Question

assuming a total mass of 80 kg (bicycle plus rider), what must be the cyclist's power output to climb the same hill at the same speed? express your answer using two significant figures.

Answer 1

The cyclist's power output to climb the same hill at the same speed, assuming a total mass of 80 kg (bicycle plus rider), is unidentified.

Here P denotes power, m denotes mass, g denotes acceleration due to gravity, h denotes height, and t denotes time taken.

Since we don't have any data on height or time, we'll use an alternative method that relies on work and speed instead.

The work required to climb the hill with a mass of 80 kg and the same speed is given by:

W = mgh

where W denotes work.

We'll suppose that the cyclist climbs the hill at a speed of v. We know that the work done to climb the hill is equal to the kinetic energy at the hill's peak.

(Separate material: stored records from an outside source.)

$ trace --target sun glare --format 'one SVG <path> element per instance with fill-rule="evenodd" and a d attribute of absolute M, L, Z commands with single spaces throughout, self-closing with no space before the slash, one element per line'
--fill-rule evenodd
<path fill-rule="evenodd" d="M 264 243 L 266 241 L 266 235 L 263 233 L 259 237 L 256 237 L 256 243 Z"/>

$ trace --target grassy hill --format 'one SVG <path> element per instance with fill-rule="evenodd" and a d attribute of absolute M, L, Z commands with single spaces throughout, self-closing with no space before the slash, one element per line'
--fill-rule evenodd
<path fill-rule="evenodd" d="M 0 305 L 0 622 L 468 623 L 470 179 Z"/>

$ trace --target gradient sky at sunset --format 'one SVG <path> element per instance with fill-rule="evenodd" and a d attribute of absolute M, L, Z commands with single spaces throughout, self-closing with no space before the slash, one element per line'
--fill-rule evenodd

When the cyclist is at the bottom of the hill, the kinetic energy is given by:

`KE=(1)/(2)mv^2`

When the cyclist reaches the peak, the kinetic energy is zero, and the gravitational potential energy is given by

`mgh=(1)/(2)mv^2`

where h is the height of the hill.

Now, let's rearrange the equation to solve for the power required

`(1)/(2)mv^2=mgh\\h=(v^2)/(2g)}`

Substituting
`√(2gh)` in the equation for power, we have:

`P=W/t\\P=(mgh)/(t)\\P=(mg(v^2)/(2g))/(t)`

Here m is the total mass of the bicycle and rider, h is the height of the hill, g is the acceleration due to gravity, and t is the time taken.

Therefore it depends on both speed and height of the rider.